One of the other keys to success is crafting the right question. Rogers recently sat on a panel with a handful of other high-level data scientists at New York University, addressing the school's data science graduate students. They wanted to know about skills that are important to be successful in the field.
"There are technical skills -- math and statistics and modeling and computer science," he said. "Then there is understanding the business needs." Realistically, there aren't any people who embody all the skills of the perfect data scientist, he said. That's why it's important to be able to work collaboratively and draw on the skills of a team.
"We are looking for people with a mix of skills.
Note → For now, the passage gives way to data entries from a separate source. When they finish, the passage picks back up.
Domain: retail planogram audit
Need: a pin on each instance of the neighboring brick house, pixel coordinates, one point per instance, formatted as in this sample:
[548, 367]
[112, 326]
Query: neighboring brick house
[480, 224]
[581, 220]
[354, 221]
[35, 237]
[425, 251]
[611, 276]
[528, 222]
What's really important is the ability to handle ambiguity. … [Y]ou may not have an exact answer that is analytically measurable, and that can put people outside their comfort zone.
"Another aspect is creativity," Rogers said. That means being able to look at a problem from multiple directions. For instance, instead of lumping all car buyers into one group, if you break them apart according to demographics and think about them separately, you will learn much more.
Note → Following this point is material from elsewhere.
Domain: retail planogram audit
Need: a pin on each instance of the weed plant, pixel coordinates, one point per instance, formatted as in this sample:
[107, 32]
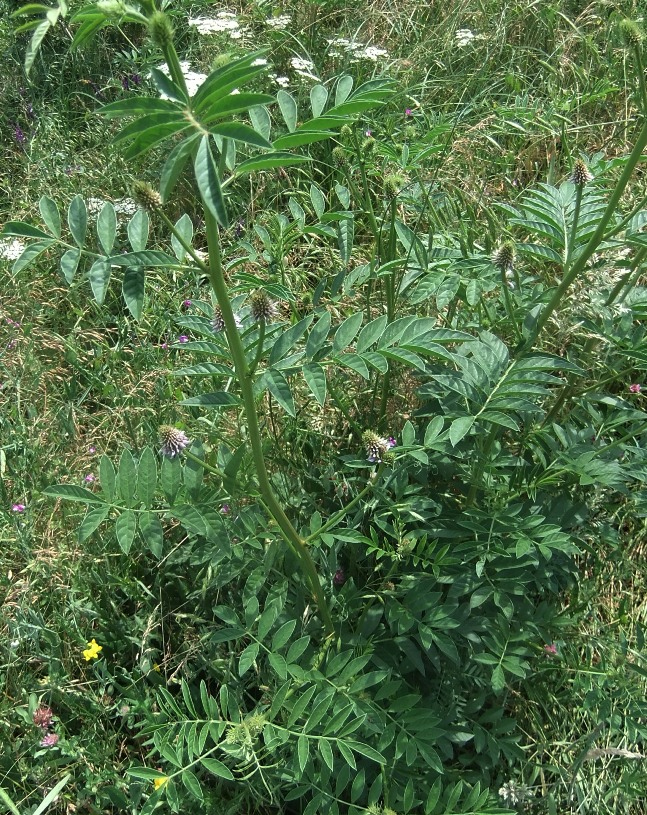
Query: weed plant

[Looking for more on Intel's big data initiatives? Read Intel's TAP Big Data Platform Gains Healthcare, Cloud Partners.]
"Those attributes are at least as important as the technical skills," Rogers said. "Data is messy."
In terms of tools and programming languages, the best tools for fledgling data scientists to start with and learn are R and Python, according to Rogers. The most exciting developments in terms of languages that are evolving for big data are functional languages like Scala that let you write complex analytics that immediately scale across huge clusters.
Looking ahead to the future of big data and analytics, Rogers said he believes two of the most exciting areas offering big potential yet to be realized are the Internet of Things (IoT) and unstructured data.
In terms of IoT, Rogers said he believes there will be a great impact from having intelligence at the edge, for instance, in terms of wearables for healthcare applications and sensors coupled with analytics for smart cities and transportation.
While we have gotten good at analyzing text in terms of unstructured data, there is still much work to be done to understand images, video, and audio, Rogers said.
"Intel is working very hard in this area," Rogers said. "That's an exciting area of growth and advancement."